Inside Building 31 at Johnson Space Center, a momentous achievement unfolded as NASA scientists successfully opened the metal canister containing rocks collected from the distant asteroid Bennu. The lid, sealed with two stubborn fasteners, proved to be a formidable challenge for months. The asteroid receptacle, having parachuted from outer space, resided within a specially-designed glovebox, limiting tools and access. With perseverance, the lid is now open, revealing the treasure trove captured during NASA’s groundbreaking OSIRIS-REx mission.

The agency’s snapshot captures the sight of dark rocks, measuring a mere 0.4 inches or 1 centimeter wide, intermingled with smaller particles of different sizes. These precious samples originate from asteroid Bennu, an astronomical body spanning 1,600 feet in width and consisting primarily of boulders and debris. It is worth noting that this mission is NASA’s first-ever attempt to retrieve untarnished fragments from an asteroid and bring them back to our planet. The mission itself goes by the name OSIRIS-REx, which stands for Origins, Spectral Interpretation, Resource Identification, and Security – Regolith Explorer.

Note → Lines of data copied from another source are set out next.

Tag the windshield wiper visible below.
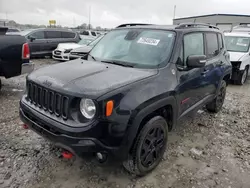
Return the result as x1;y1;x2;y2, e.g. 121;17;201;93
88;54;96;61
101;60;134;67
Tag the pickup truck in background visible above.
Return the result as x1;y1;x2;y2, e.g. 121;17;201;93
0;27;34;89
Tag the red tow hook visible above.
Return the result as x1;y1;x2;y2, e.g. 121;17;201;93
23;124;29;129
62;151;74;159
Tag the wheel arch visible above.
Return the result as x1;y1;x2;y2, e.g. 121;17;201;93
127;96;177;152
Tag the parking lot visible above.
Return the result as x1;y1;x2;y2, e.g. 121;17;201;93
0;59;250;188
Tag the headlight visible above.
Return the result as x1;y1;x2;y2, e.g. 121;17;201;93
80;99;96;119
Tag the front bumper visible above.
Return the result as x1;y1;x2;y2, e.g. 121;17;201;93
69;54;83;60
19;101;126;160
21;62;35;74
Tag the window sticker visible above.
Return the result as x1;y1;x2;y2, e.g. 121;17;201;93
137;37;160;46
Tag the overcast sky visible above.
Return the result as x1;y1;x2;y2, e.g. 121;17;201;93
0;0;250;28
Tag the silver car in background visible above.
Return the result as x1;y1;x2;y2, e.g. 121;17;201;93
69;34;105;60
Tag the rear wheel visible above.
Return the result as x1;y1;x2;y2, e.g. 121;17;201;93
206;80;227;113
236;67;248;85
123;116;168;176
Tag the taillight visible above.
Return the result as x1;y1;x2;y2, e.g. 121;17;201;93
22;43;30;59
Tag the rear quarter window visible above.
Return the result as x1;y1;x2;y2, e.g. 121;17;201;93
205;33;219;58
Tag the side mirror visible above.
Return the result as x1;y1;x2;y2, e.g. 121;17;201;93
187;55;207;68
28;36;36;42
81;54;89;60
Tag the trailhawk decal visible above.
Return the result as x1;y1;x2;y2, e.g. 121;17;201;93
137;37;160;46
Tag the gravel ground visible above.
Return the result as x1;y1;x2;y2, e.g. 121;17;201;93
0;59;250;188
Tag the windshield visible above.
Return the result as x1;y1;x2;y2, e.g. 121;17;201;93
88;35;104;47
78;39;93;45
225;36;250;52
90;29;175;68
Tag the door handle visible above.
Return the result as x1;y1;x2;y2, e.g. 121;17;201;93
217;61;224;67
201;70;209;75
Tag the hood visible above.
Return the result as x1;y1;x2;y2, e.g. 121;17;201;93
71;46;92;53
28;59;158;98
57;42;81;50
229;52;246;61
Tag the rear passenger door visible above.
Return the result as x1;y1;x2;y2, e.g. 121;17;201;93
45;31;63;53
202;32;224;96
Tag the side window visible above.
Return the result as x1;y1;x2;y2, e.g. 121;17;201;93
30;31;45;39
218;34;224;51
205;33;219;59
184;33;205;62
177;45;186;67
62;31;76;38
81;31;89;35
46;31;62;39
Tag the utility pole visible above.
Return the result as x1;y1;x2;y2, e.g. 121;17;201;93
173;5;176;19
89;6;91;30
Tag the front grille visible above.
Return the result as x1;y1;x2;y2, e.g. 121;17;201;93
54;50;62;55
27;82;69;119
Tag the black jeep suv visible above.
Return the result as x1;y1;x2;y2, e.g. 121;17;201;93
20;23;232;176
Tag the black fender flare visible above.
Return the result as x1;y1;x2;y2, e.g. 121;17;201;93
126;96;178;152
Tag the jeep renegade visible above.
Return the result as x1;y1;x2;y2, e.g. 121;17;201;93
20;23;232;176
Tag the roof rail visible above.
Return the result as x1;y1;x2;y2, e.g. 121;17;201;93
175;23;219;30
116;23;152;28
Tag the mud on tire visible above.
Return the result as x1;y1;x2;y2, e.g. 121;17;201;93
123;116;168;176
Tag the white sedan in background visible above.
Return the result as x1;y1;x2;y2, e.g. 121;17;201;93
52;38;94;61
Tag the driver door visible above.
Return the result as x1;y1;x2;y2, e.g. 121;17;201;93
28;31;47;56
176;32;206;117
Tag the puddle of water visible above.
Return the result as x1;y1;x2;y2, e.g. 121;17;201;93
228;79;250;96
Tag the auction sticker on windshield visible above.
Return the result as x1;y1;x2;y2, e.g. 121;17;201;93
137;37;160;46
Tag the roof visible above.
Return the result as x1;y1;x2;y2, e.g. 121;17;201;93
174;14;250;20
115;23;219;32
224;32;250;37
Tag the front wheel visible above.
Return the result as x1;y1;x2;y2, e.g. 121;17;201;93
236;67;248;85
206;80;227;113
123;116;168;176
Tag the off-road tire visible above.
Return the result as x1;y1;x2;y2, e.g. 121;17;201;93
206;80;227;113
123;116;168;176
235;67;249;85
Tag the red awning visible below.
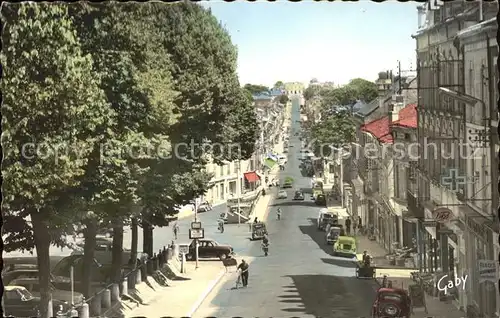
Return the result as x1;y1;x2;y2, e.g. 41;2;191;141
243;171;260;183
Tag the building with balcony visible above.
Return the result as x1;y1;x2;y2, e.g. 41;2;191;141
408;1;499;317
285;82;305;96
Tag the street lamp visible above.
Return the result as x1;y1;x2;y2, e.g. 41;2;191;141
236;160;241;226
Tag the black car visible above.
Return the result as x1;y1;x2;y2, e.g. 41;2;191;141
3;286;71;317
293;191;304;201
2;268;70;285
186;239;234;260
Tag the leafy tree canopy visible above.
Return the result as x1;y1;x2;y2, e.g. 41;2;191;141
309;113;356;157
273;81;285;88
279;95;290;105
243;84;269;95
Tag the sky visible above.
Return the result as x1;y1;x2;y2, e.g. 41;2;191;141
202;0;418;86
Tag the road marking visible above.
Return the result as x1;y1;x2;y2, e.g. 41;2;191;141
184;269;226;317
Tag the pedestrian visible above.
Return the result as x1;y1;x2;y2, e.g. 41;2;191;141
345;217;351;235
238;259;249;287
173;222;179;240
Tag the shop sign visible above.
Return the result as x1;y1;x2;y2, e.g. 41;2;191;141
465;216;490;243
477;260;497;283
432;208;453;223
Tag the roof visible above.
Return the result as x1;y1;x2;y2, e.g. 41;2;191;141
392;104;417;128
361;116;393;143
253;93;273;100
355;98;379;117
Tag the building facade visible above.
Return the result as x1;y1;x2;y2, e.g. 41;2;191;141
407;1;498;317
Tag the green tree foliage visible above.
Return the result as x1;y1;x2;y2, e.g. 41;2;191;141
243;84;269;95
279;95;290;105
304;85;321;100
2;4;113;317
348;78;378;103
309;112;356;157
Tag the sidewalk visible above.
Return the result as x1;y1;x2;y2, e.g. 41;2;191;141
125;261;225;317
356;235;465;318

The importance of these samples lies in their ability to unravel the enigmas of our ancient solar system. Asteroid Bennu, believed to be approximately 4.5 billion years old, acts as a well-preserved time vault. The stones provide scientists with a one-of-a-kind chance to acquire knowledge about the creation of planets and potentially comprehend the process through which Earth obtained its water.

The OSIRIS-REx spacecraft executed a meticulous approach to Bennu in October 2020. Using the Touch-and-Go Sample Acquisition Mechanism (TAGSAM), an arm extended from the spacecraft, NASA gently pushed against Bennu for five seconds, releasing nitrogen gas onto the asteroid. This maneuver propelled rocks and dust into the canister, setting the stage for a two-year intensive study by NASA’s science team.

However, the scientific exploration doesn’t end with NASA. The agency plans to share the bounty with over 200 scientists worldwide who will delve into Bennu’s rocks and dust. Furthermore, a portion of the asteroid sample will be preserved for future generations, equipped with technologies that current scientists may not have envisioned, ensuring a continuous unraveling of the secrets held by Bennu. The question now echoes: What revelations will Bennu disclose to the eager minds of scientists and researchers?